The deal also includes opt-outs after this season and next. Turning 28 in the final third of this coming September, and assuming he has a typically Correa season in Minnesota, he could still opt out and play next winter’s market for something more to his supposed liking. Maybe he didn’t really outsmart himself, after all?
Maybe the Yankees still have a spring surprise yet to play. They unloaded Gio Urshela (shortstop) and Gary Sanchez (catcher) to bring Donaldson (third base), Isiah Kiner-Falefa (shortstop), and Ben Rortvedt (catcher) aboard. Maybe they have Kiner-Falefa in mind to play support after they sign free agent shorstop Trevor Story? Maybe?
Or maybe the Twins have decided, yes, they’re coming into it to try to win it, including enticing the shortstop anchor from the penthouse of the American League West for a season at least. Maybe they can make Correa happy in the Twin Cities, after all.

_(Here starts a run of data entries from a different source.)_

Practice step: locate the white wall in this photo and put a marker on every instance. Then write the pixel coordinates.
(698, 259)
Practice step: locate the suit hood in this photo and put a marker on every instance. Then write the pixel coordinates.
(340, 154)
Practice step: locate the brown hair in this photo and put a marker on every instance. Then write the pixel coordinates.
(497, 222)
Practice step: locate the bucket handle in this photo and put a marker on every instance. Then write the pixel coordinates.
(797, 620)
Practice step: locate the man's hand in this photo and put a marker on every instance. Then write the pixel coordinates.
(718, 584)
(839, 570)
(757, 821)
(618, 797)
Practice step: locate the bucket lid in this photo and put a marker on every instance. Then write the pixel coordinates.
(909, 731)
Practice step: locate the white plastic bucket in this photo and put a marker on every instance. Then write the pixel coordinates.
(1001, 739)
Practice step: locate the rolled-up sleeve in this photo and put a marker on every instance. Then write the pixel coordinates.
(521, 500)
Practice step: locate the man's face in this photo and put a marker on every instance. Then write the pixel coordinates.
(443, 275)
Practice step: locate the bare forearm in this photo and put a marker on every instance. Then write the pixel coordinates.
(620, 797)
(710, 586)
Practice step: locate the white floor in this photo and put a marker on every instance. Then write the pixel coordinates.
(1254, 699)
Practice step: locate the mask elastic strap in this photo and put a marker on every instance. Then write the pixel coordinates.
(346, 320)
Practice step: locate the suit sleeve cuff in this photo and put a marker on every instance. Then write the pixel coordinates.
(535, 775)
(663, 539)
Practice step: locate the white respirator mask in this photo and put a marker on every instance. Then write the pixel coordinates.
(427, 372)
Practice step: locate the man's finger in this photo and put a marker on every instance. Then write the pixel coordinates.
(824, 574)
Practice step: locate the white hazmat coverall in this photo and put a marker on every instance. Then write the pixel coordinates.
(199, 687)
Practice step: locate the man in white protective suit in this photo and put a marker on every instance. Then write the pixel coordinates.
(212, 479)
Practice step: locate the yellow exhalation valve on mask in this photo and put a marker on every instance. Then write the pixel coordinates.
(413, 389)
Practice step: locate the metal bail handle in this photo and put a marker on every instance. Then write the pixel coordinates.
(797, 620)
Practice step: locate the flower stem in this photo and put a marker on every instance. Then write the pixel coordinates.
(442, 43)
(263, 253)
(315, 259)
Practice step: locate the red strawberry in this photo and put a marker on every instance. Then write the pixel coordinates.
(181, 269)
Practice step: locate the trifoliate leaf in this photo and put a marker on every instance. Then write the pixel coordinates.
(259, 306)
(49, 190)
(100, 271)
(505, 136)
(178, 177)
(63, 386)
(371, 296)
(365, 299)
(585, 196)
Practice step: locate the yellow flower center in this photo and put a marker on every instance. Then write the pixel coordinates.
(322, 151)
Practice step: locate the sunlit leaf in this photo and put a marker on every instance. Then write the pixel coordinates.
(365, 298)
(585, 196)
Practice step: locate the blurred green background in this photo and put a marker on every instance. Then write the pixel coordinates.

Maybe he can join his fellow high 2012 draft pick Byron Buxton (Correa and Buxton were numeros uno and two-o in that draft) to yank them from the basement to the penthouse. He did prove last year that he knows how to win without any funny business that anyone knew of, even if the Astros came up two bucks short in the World Series.
‘[T]he makings of a formidable lineup are present in Minnesota, though they’ll need a few things to break right,” writes MLB Trade Rumors’s Steve Adams, who also notes their “patchwork starting [pitching] rotation” remains a cause for some alarm even with trading for Sonny Gray from the apparently tanking Reds.
From the defensive side of things, Correa gives the Twins a pair of Platinum Glove winners, joining Buxton in that regard. With quality defenders like [Max] Kepler, Urshela and young catcher Ryan Jeffers also occupying key spots on the diamond, the Twins should have a strong defensive team overall. The Twins already ranked 12th in the Majors both in Defensive Runs Saved and Outs Above Average in 2021, and Correa should boost both marks.
There’s something else Correa could do now that he’s become a Twin, too. Something not exactly unprecedented. He could become the latest 2017 Astro to drop all pretenses, denials, and whataboutisms, and come a lot cleaner about Astrogate.
That began with utilityman Marwin Gonzalez, who signed with the Twins as a free agent for 2018, then with the Red Sox as a free agent for 2021, got released by the Red Sox last August, and signed to return to the Astros for their run to the World Series.
Gonzalez broke the ice around the time of the infamous 2020 Astro presser. “I’m remorseful for everything that happened in 2017,” he told reporters, “for everything that we did as a group, and for the players that were affected directly by us doing this.”
He, too, didn’t use the C word. Maybe it’d be too much to expect Correa to use it, too, if he decides it’s safe to come all the way clean now. But it would give him a better look either way than the one he often had clinging stubbornly to the idea that the 2017 World Series title wasn’t really tainted.